Говорил Фраерман спокойно, с ухмылочкой, но в глазах светилась тревога.

– Да ну тебя, Мотя, вечно тебе что-то мерещится, особенно после рюмочки… – Наливайко налил, залпом выпил, выдохнул, потянулся к окорёнку с икрой. – А потом, легко сказать – вали. Куда, с моими-то допусками? Я ж до гроба невыездной. Да и на какие шиши…

– А давай-ка, брат, со мной на периферию, – тихо, с надеждой в голосе поманил Фраерман. – В Пещёрку. Во где тебя ни с каких спутников не засекут! Опять же гуманизм-патриотизм, высокая идея, «Никто не забыт…» Поехали, а? Чтоб тебя на время забыли…

Насчёт патриотизма и высокой идеи это были не пустые слова. Два года назад под праздник Победы Фраерман на базе интерната для трудных детей организовал летний поисковый отряд «Ночной таран». С официальной целью – вернуть из небытия оставшихся без погребения воинов, восстановить честные имена. Оборотная сторона медали подразумевала имидж, пиар, рекламу как двигатель торговли… Название отряда объяснялось просто. Дедушка Матвея Иосифовича, младший лейтенант Фраерман, совершил в небе над Пещёрским районом ночной таран… и сделался в итоге одним из тех, к кому отношение лишь недавно стало стопроцентно трагическим, без тени былых подозрений, – пропавшим без вести.
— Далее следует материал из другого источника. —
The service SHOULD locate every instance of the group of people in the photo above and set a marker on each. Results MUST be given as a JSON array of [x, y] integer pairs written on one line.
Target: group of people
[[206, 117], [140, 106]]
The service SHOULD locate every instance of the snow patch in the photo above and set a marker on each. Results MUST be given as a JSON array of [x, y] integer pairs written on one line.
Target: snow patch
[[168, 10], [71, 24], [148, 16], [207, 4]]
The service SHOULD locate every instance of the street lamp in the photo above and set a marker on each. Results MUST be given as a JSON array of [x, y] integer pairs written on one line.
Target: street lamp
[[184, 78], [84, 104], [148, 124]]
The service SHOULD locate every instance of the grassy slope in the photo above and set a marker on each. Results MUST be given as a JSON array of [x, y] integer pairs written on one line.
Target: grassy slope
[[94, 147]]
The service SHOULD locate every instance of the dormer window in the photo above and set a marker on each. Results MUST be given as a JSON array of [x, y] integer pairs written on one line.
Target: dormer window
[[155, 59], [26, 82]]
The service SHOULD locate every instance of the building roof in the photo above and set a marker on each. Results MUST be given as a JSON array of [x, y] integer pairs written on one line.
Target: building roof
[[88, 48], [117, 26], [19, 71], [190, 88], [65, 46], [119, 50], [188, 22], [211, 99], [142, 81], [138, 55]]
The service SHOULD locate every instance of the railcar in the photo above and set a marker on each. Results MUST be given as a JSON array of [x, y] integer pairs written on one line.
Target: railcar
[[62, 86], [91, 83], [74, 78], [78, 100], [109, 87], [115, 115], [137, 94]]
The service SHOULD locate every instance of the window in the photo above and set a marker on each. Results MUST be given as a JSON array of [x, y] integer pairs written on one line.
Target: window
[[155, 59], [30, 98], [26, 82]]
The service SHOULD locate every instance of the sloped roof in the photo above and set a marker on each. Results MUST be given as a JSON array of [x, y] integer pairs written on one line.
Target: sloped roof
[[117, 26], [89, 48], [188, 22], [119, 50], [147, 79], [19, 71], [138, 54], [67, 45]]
Так вот, Фраерман-внук хотел отыскать «ястребок» деда, восстановить и поставить, как памятник, на заранее облюбованном месте.

А ещё – сложен путь человеческий – имелась у Матвея Иосифовича доставшаяся по случаю карта. Очень старая, драная и потёртая, зато обещавшая вывести на немецкий законсервированный склад. А в складе том – не консервы, не солярка, даже не оружие. Судя по записям на полях, под землёй хранилась чуть ли не Янтарная комната; по крайней мере предметов роскоши, антиквариата и искусства, награбленных фашистами из коллекций и музеев, обещалось немерено. Карта, правда, в силу ветхости допускала весьма различные толкования, так что вожделенный фашистский клад в руки уже третий год не давался. Ну да ничего, Матвею Иосифовичу упорства было не занимать…

– Да, Пещёрка… Наслышан… Ладно, Мотя, подумаю, – вроде бы согласился Наливайко, не спеша допил, заел икрой и вопросительно глянул на Тамару Павловну. – Ну что, мать, может, начнём уже? Перейдём от разговоров к делу?

– Давно пора, – усмехнулась та и вытащила нераспечатанную колоду. – Что-то вы с годами, братцы, становитесь тяжелы на подъём. Это я как профи вам говорю!

Дело заключалось в том, что и Фраерман, и супруги Наливайко были заядлыми картёжниками, впрочем, в самом лучшем смысле этого слова. Они не зависали в казино, не проникали в сомнительные подпольные заведения. Нет, они играли ради чувства азарта, движения изощрённой мысли, возможности всецело ощутить изменчивость коварной фортуны. Собственно, Фраерман и приезжал-то по четвергам ради пульки, расписанной в своём тесном кругу…

Однако сегодня даже преферанс не увлекал, как обычно. Под впечатлением недавних событий никак не получалось сосредоточиться, и после третьей сдачи Фраерман бросил карты: игра определённо не клеилась.

– Так что ты, Василий, подумай, – сказал он, вытаскивая коробочку «антиполицая». – Лучше, брат, не ждать следующего-то звонка… Давай, мы снимаемся через три дня.

Подмигнул Шерхану и отчалил, только «Мерседес» заурчал мощно и басовито. И что это там такого криминального в звуке его породистого двигателя?..


Проводив Мотю, Наливайко отправился в свой кабинет.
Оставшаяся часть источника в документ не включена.